The world’s biggest furniture retailer is set to open more than 50 stores in its current financial year, with a majority in city centres or in a smaller format than its traditional vast out-of-town warehouses, the new chief executive of brand owner Inter Ikea told the Financial Times.
“This is how we have accelerated in our ambition to become more accessible. It’s never going to be that we go back to only opening big stores. It will be a mix of formats, including smaller stores closer to where people live or work or move,” said Jon Abrahamsson Ring, who became chief executive last month and was previously assistant to Ikea’s legendary founder, Ingvar Kamprad.
The ambitious plan for new stores comes despite Ikea posting a fall in annual revenues as the coronavirus pandemic — which closed about three-quarters of its stores at the peak — hit the retailer. Sales in its financial year that ended in August 2020 dropped 4 per cent to €39.6bn, Inter Ikea said on Tuesday.
But online sales surged close to 50 per cent. At Ingka Group, the biggest Ikea retailer, they now represent 18 per cent of total sales, up from 11 per cent last year.
“All the investments we have done in the past years paid off extraordinarily. We were able in some places within days to switch to online,” Jesper Brodin, Ingka’s chief executive, told the FT in a separate interview, adding that the increase in online sales had recouped about half the loss of revenues from physical stores.
Inter Ikea and Ingka are the two most important companies in the sprawling web of the furniture empire, essentially playing the roles of franchiser and main franchisee.
Ikea is in the midst of the biggest transformation in its 77-year history, ending its singular focus on large out-of-town stores where customers have to pick the furniture themselves and later assemble it.

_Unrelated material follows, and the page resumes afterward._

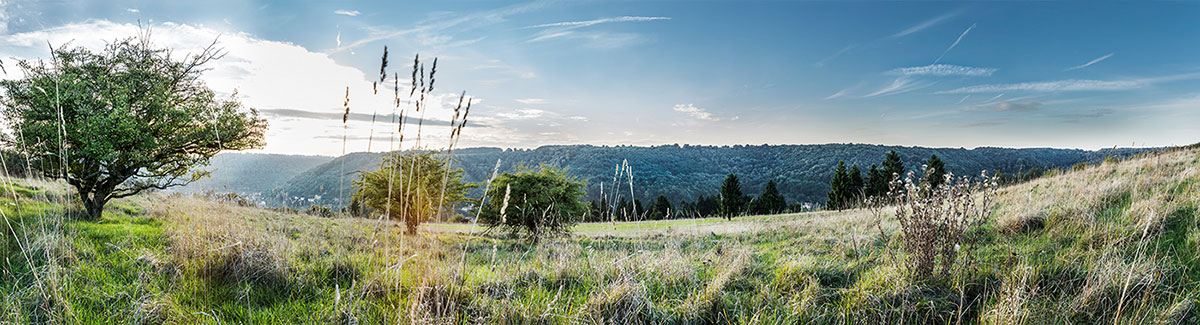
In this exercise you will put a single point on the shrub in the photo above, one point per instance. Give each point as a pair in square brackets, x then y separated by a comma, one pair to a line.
[413, 187]
[319, 211]
[543, 202]
[935, 220]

The group is experimenting with smaller stores, kitchen planning studios, and city-centre shops and offering services such as delivery, assembly and even furniture rental.
Mr Brodin said that Ikea’s recovery from the worst of the coronavirus disruption had been stronger than expected, with sales since June at “all-time highs”. Executives initially thought this was merely pent-up demand, but now believe it reflects a new interest from consumers for domestic furnishings thanks to a pandemic where large numbers of people have worked from home.
The group is in the middle of returning all financial help it received from nine governments worldwide as Mr Brodin said it was “a moral question”, that the retailer did so as soon as it realised its early forecasts of making a loss were too gloomy.
Mr Ring stressed that, while ecommerce sales were increasing rapidly, most customers still wanted to visit a store at some stage in their purchase process to “touch a sofa or kitchen”. Ikea has about 440 stores worldwide and opened about 30 of various sizes in the past financial year.
He also highlighted the strong sales in its lowest-cost segment, which accounted for about 60 per cent of growth in recent months compared with 40 per cent normally as shoppers increasingly sought bargains.